The Don Rodrigues Karate Academy in Warwick hosted its 39th annual Ocean State Grand Championships at the Crowne Plaza, serving once again as one of the largest karate competitions in North America.
Many local martial artists had strong outings, including the Paul Mitchell-sponsored team that includes competitors from the DRKA.
Ashly Sacrey took home two first-place finishes and the 30-plus Black Belt Forms Grand Championship. Hunter Stromberg took home four first-place finishes, as well as two underbelt Grands, while Cindy Gabriel also took an underbelt Grand Championship. Kathryn Tian finished first in the Black Belt Chinese Weapons competition as well. John D’Angelo IV won two finals in the intermediate division. Team Paul Mitchell also won the team sync weapons event.
Other local winners included Julie Williams and Logan Lucier, who together won the Black Belt Sync Forms competition. Charlie Williams also took six first-place finishes while brother Joe Williams also captured first place.
“We have a very big core of martial artists in Rhode Island. This tournament was our biggest in about five years or so,” said Don Rodrigues, who has been proud to see his school and its students continue to grow for nearly four decades. “It goes in stages like anything else. Twenty years ago, we had a lot of great students that went on to do great things. Lately, our competition team hasn’t been as big as it once was, so to see the tradition carry on and for our team to have that success is great. It’s great to see the progress that our students have made over the years.”
The DRKA has grown into perhaps the top karate school in Rhode Island, and is among the premier programs throughout all of New England. With over 200 enrolled students, which includes many who compete at the local and national level, Rodrigues and his team have developed a program that has found success and will continue to strive for greatness moving forward.
“Martial arts are just so much more than (competition). It’s about respect, there are so many things that you can take from martial arts into life with you. In our belt system, we use stripes. Before you can get your yellow belt you have to get four stripes, we believe in establishing small goals to get big goals ... not worrying about what’s down the road, just about what’s in front of you and taking that next step, getting better each day,” said Rodrigues, whose program also focuses on being your best self outside of the dojo. “If a kid wants to get their next belt, they need to have a parents’ signature and the signature of at least one teacher at school to make sure that they are doing what they are supposed to. If they do not get those signatures, they cannot go for their next belt or compete. It’s about discipline.”
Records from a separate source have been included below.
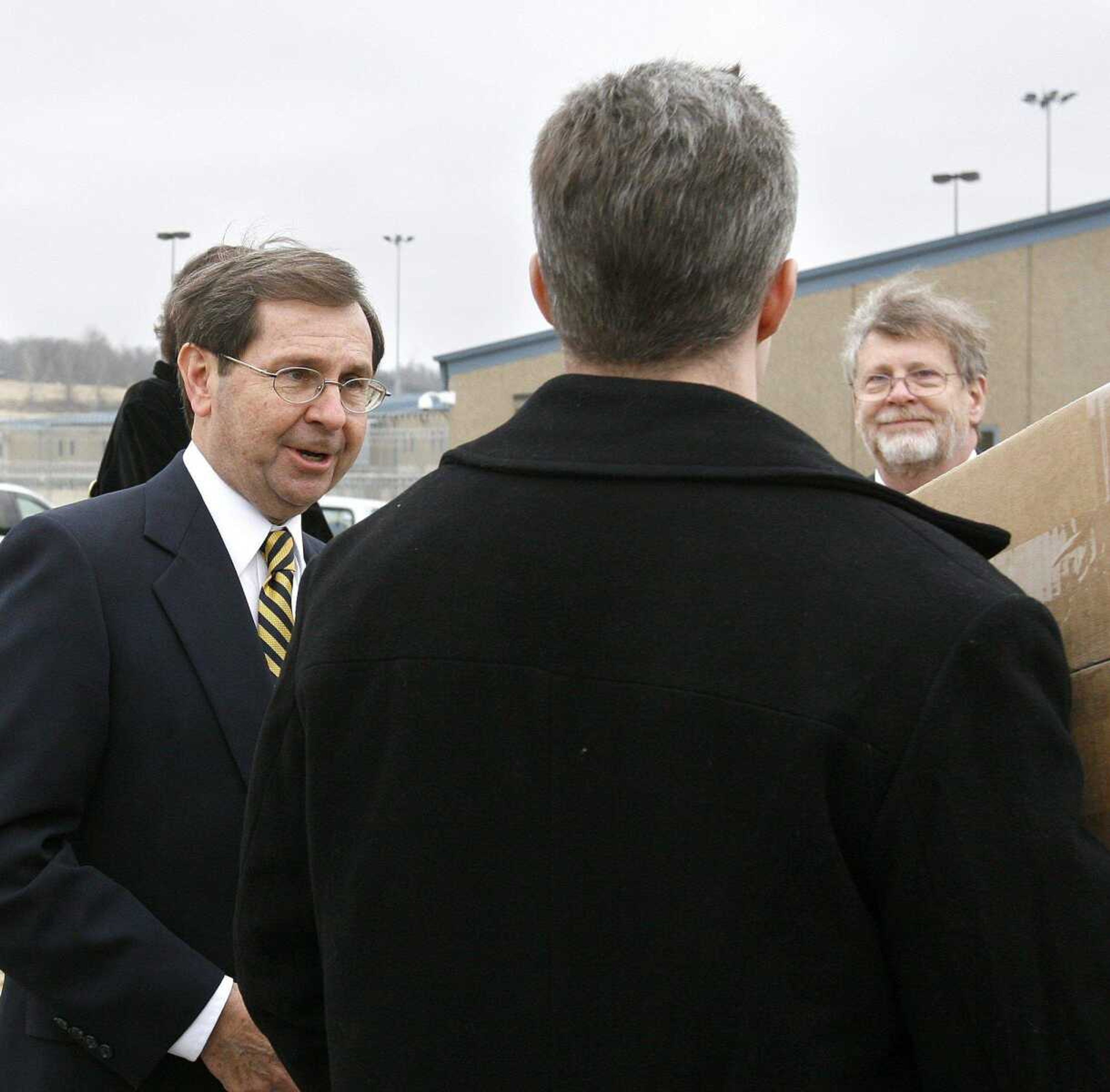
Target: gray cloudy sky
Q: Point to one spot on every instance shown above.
(338, 123)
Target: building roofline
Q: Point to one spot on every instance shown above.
(956, 248)
(878, 267)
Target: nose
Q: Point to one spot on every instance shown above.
(900, 391)
(327, 409)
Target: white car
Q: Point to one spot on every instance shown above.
(346, 512)
(16, 504)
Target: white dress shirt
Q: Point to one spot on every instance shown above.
(243, 530)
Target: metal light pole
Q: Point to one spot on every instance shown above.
(1045, 101)
(398, 241)
(173, 237)
(956, 180)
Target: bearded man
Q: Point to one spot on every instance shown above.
(916, 362)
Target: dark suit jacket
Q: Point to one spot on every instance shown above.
(643, 746)
(134, 692)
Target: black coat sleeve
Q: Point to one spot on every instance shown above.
(277, 946)
(148, 432)
(83, 945)
(995, 901)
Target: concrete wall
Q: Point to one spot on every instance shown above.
(489, 397)
(1049, 343)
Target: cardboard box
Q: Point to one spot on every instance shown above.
(1049, 487)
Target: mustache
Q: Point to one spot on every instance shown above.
(893, 414)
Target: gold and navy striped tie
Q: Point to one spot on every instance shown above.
(276, 603)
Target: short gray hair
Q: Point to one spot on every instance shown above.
(906, 308)
(664, 201)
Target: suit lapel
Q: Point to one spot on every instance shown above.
(204, 600)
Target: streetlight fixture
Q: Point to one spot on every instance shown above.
(1045, 101)
(398, 241)
(173, 237)
(956, 180)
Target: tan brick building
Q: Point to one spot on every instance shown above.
(1044, 283)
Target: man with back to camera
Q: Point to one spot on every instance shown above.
(916, 362)
(153, 423)
(144, 633)
(613, 755)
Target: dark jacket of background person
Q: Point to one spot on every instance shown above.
(149, 430)
(644, 746)
(117, 889)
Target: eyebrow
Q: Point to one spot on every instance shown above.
(310, 360)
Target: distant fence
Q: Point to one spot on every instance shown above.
(57, 481)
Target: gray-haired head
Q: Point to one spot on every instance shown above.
(167, 333)
(214, 304)
(906, 308)
(664, 202)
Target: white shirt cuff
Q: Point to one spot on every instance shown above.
(196, 1038)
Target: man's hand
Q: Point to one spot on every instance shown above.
(240, 1057)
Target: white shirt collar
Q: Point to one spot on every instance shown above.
(241, 525)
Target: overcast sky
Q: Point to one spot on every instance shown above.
(339, 123)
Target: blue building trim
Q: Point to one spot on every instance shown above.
(839, 275)
(490, 356)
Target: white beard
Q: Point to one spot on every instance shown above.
(918, 449)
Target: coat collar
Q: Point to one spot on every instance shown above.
(613, 428)
(202, 598)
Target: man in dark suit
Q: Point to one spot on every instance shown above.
(153, 424)
(144, 633)
(644, 746)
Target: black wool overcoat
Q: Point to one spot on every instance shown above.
(644, 746)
The DRKA is already beginning to plan for next year’s Ocean State Grands, which will mark its 40th tournament. As more of his students grow and continue achieving high-level success in the art, Rodrigues is proud of what his school has accomplished over the years and looks to continue its tradition for many more.
“The skill (on the team) this year was very comparable, and it’s because we have a structured system. After nearly 40 years, we feel like we know how to do this,” said Rodrigues. “We spend so much time with our students that we never really get to step back and think about what we have accomplished. Once in awhile I do though, and I look at some of our students that have had success, I’m proud of all of them. It’s one of those things that you don’t really think about, but I am very fortunate to still be (teaching) and I don’t think ill ever do anything else.”